I hate that title…but it is the best I could come up with…
At the risk of sounding a little bit redundant, my experience has taken me from the small enterprise with under 250 users to the giga-enterprise with upwards of 30k users. Regardless of size, each strives to implement processes to improve the development lifecycle within all of IT. Inevitably, these processes get trickled down to the business intelligence teams as well with the edict to implement them on both universe and report design. I’d like to challenge that this may not be the best approach for the enterprise.
Let’s first make sure everybody is on the same page. Back in my day, we were taught that the SDLC looked like…
- Analysis
- Design
- Development
- Testing
- Implementation
…or maybe even…
- Planning
- Analysis
- Design
- Implementation
- Maintenance
This really is old school. The SDLC has different flavors now, considering extended lifecycles, waterfall vs. iterative, agile….project management heaven. But I diguress..
Ok, now the project management 101 lesson is over, let’s dig a little deeper. No BI project can be successful without appropriate analysis. This is intimate time spent between you and your business user to fully comprehend their reporting need, their current reporting solution, and what isn’t working about it. This is your chance to be a sympathetic ear and a trusted advisor. But, that’s not what this post is all about.
Moving a step forward to the design phase. When you do design for a data model, you use tools like CA Erwin or TOAD to crank out a conceptual, logical, and physical data model.

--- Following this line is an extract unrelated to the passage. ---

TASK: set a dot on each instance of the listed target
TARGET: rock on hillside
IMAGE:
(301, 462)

Where I start to get heartburn is when someone hands me a spreadsheet or a word document and says “go do the detailed design for this universe”.

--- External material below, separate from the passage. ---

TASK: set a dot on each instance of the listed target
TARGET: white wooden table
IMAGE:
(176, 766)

So, at the risk of hitting a nerve with some, I’ll throw out my argument and take it from there: I feel more and more that universe design should be just that…part of the design itself, not wholeheartedly considered “development”.
Could this be called heresy? Maybe. But before you stone me, read on.

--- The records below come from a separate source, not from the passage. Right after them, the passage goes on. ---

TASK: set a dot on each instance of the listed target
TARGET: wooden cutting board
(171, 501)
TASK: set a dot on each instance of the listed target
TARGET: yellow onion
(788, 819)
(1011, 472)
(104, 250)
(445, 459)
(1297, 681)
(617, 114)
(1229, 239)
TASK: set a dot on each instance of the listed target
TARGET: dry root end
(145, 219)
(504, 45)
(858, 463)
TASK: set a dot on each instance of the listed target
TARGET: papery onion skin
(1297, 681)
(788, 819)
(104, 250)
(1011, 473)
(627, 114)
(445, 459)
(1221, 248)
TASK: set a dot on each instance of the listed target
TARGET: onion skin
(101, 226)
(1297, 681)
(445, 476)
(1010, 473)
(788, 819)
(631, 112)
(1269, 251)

I don’t know about you, but when I do universe design it is really an iterative process, profiling data, understanding its make-up, then implementing something in that layer. Until you have a deeper understanding of the data in front of you, how can an accurate design be set forth? Don’t get me wrong. I truly believe you can’t walk away from the analysis phase without doing SOME data profiling. However, work that a business analyst documenting requirements may be doing is going to be a bit different than what a universe designer may finally need to implement structure wise.
So what is the right thing to do here? I have grown to consider universe design as a part of my detail design, and use cool tools like Sherlock® – Universe Inspector to automagically document my universe from head to toe. The thing you should walk away with is you used a cool WYSIWYG to design a universe and a simple documentation generator.
But but but….what if universe development runs in parallel to report development? SAP Business Objects really lends itself well to iterative development approaches. This creates a mechanism to have shorter lifecycles of universe design to satisfy report requirements and development and making it easy to not end up doing universe design twice.
As my design style evolves, I can’t say I totally have it pinned. Tinker with the idea within your universe and look at the potential to streamline your SDLC to make universe design more effective and the time to market with your BI projets shorter. As I reread this post for the fourth time, I can’t say I’ve necessarily done anything but scrape the surface on this topic. I’d love to hear challenges to this concept if you see it the other way.